Le défi essentiel de la laïcité est bien celui de participer à la cohésion nationale. L’histoire de France a montré combien notre laïcité avait finalement permis l’apaisement dans un pays qui a particulièrement souffert des guerres de religions et des persécutions à l’encontre des minorités, en particulier juifs et protestants. Durant plusieurs siècles, ceux qui n’adoptaient pas la religion du roi, le catholicisme, dans cet État français qui n’était pas laïque, étaient persécutés en raison de leur foi. Nulle liberté de conscience, ils se voyaient interdire les fonctions publiques ou certains métiers à responsabilités, ne pouvaient enterrer leurs morts dans les cimetières communs, ni, tout simplement, pratiquer leur culte.

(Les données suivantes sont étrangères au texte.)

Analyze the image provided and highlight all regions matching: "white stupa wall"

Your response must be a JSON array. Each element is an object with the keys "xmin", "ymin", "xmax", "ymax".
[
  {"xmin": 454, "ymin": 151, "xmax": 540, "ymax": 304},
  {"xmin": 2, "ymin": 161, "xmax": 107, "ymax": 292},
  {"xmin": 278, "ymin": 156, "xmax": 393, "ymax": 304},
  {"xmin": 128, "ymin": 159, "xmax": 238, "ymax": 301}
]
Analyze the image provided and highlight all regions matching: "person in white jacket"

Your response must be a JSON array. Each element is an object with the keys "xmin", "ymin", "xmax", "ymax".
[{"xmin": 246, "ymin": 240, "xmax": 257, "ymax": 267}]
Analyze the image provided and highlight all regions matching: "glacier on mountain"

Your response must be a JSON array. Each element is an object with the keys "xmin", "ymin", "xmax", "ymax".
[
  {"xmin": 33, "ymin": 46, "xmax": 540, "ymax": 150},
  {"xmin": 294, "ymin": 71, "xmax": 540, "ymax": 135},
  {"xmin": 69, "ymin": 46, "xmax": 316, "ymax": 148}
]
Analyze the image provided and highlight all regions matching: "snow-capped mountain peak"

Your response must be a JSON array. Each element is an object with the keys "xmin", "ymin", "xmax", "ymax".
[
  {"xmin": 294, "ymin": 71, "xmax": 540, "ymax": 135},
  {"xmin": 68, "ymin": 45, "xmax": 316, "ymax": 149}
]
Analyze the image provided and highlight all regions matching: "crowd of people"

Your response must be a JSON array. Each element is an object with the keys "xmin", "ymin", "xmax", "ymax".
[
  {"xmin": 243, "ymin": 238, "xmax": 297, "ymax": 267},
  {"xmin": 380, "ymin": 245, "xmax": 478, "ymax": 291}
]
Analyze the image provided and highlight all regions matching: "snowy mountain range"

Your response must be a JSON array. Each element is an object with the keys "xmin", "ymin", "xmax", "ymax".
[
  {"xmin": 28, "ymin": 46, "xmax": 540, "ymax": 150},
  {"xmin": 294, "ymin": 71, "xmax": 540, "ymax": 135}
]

Mais, bien sûr, la laïcité ne peut permettre le vivre ensemble que si elle est bien comprise et bien appréhendée. Parce que, dans le cas contraire, loin de rassembler, sa mauvaise application peut conduire à la division, ou pire, à l’exclusion. Cette bonne compréhension de la laïcité constitue un second défi, celui de la pédagogie de la laïcité. J’y reviendrai.

I. La laïcité est le produit de notre histoire

Je le disais donc, la laïcité est le produit de notre histoire de France. Si je puis dire, elle n’est pas « tombée du ciel ». Il y a d’ailleurs peu d’États où l’on retrouve dans les textes constitutionnels le même mot laïcité ou laïque. L’adjectif laïque (qui diffère du nom laïc) a été répandu par Ferdinand Buisson à la fin du xixe siècle et reste difficile à traduire à l’étranger.

D’autres États se définissent comme laïques mais l’organisation de leurs relations avec les cultes peut néanmoins être assez éloignée de la nôtre. Il y a par exemple la Belgique ‒ où a été instaurée « la laïcité organisée », assimilable à une conviction, ce que la laïcité française ne saurait être ‒, la Turquie ‒ où la religion est contrôlée par l’État, ce qui est interdit en France par le principe même de séparation ‒, l’Inde ‒ mais où l’État reconnaît cependant le droit basé sur la religion, ce qui est impossible en France en raison du même principe de séparation ‒, le Brésil ‒ mais où l’influence des religions sur les affaires de l’État reste très forte ‒, ou encore le Mexique ‒ où, là, le système se rapproche très nettement du nôtre (système qui a d’ailleurs été instauré très tôt, en 1863). À l’inverse, d’autres États, qui ne se définissent pas comme laïques, connaissent néanmoins des régimes de séparation entre les organisations religieuses et l’État assez proches du nôtre. Il y a par exemple l’Ecosse, qui, à la différence de l’Angleterre, au sein du Royaume-Uni, n’a plus de religion d’État ; les États-Unis, où, paradoxalement, malgré une religiosité très forte et omniprésente, l’État fédéral et les organisations religieuses sont strictement séparés ; ou encore l’Uruguay et le Japon.

C’est la Révolution française qui a fait émerger la laïcité comme une liberté fille du mouvement philosophique des Lumières. Effectivement, il y a eu dans ce que l’on a appelé les Lumières des thèmes fondateurs, intellectuels et culturels de la laïcité, dont beaucoup viennent de la pensée des philosophes hollandais et anglais Baruch Spinoza et John Locke, développée en particulier dans le Traité théologico-politique de 1670 et la Lettre sur la tolérance de 1689, soit un siècle avant la Révolution française.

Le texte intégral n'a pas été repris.